Romain : Ca dépend des périodes : là ça va mais, quand les 3 annonces de démissions sont arrivées c’était un peu plus dur. Quand on manquait un peu de résilience sur le front aussi…

Comment vous imaginez-vous dans 5 ans, 10 ans ?

Romain : J’aimerais avoir réussi à changer mon quotidien : ne pas être un point de centralisation qui prend des décisions mais plutôt une source d’inspiration et un moteur pour tout le monde. Je voudrais avoir le temps de tester des technos et pouvoir être force de proposition sur le plan de l’innovation. Je me projette toujours chez JobTeaser en tout cas.

Stéphanie : Dans 5 ans je voudrais avoir suffisamment de compétences techniques pour participer à un projet open-source data. J’aimerais aussi monter une belle stack data scalable et qui serve l’international chez JobTeaser. L’année dernière je t’aurais dit complètement autre chose !

Une bonne résolution ?

Stéphanie : Faire plus de dev chez moi !

Romain : Arriver à implémenter des trucs du dernier bouquin que j’ai lu : The Toyota Way.  Il explique le leadership à la Toyota, qui est un bon croisement entre le management par objectifs et celui par les moyens. La pyramide est inversée : les plus importants sont les contributeurs des plus bas niveaux et ceux qui sont en dessous servent le haut de la pyramide. Cette vision n’est pas uniquement bienveillante et aussi orientée métrique et data. C’est une source d’inspiration pour structurer et transformer l’équipe. Il y a aussi le Kaysen pour s’améliorer au quotidien : faire surfacer les problèmes plutôt que de les enfouir et voir comment les résoudre. On entend beaucoup parler du lean mais ils expliquent que ça a été un peu détourné et si on n’a pas les fondamentaux du leadership à la Toyota, le lean ne fonctionnera pas. Je voudrais appliquer ces principes et bien les transmettre pour embarquer les équipes avec moi dans cette démarche.

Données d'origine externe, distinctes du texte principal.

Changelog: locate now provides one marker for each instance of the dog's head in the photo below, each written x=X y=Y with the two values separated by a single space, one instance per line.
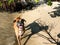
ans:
x=16 y=20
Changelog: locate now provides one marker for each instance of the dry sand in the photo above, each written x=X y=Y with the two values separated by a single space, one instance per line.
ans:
x=40 y=13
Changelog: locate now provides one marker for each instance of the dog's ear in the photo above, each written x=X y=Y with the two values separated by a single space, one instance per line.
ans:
x=14 y=21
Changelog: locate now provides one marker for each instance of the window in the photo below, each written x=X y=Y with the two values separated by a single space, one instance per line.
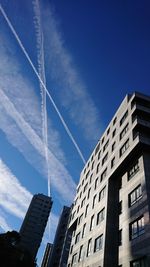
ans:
x=133 y=170
x=77 y=238
x=120 y=238
x=113 y=133
x=124 y=118
x=85 y=187
x=103 y=175
x=98 y=243
x=100 y=216
x=83 y=202
x=112 y=162
x=113 y=146
x=138 y=263
x=136 y=228
x=86 y=210
x=92 y=222
x=124 y=148
x=89 y=191
x=97 y=169
x=84 y=229
x=94 y=201
x=89 y=248
x=97 y=148
x=91 y=178
x=114 y=121
x=102 y=193
x=105 y=159
x=108 y=131
x=80 y=218
x=135 y=195
x=96 y=183
x=124 y=131
x=81 y=253
x=106 y=145
x=74 y=259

Des startups dont vous voudriez connaître l’architecture, à nominer une prochaine interview #SousLeCapot ?

Stéphanie : ContentSquare qui est purement data driven et dont je voudrais connaitre l’archi.

Romain : Alkemics car ils sont assez data, et pour avoir un peu discuté avec les fondateurs, je les trouve un peu en avance sur nous côté orga et engineering management. Aussi Talentsoft : c’est une grosse boite française et je suis curieux de savoir comment ils sont structurés et architecturés.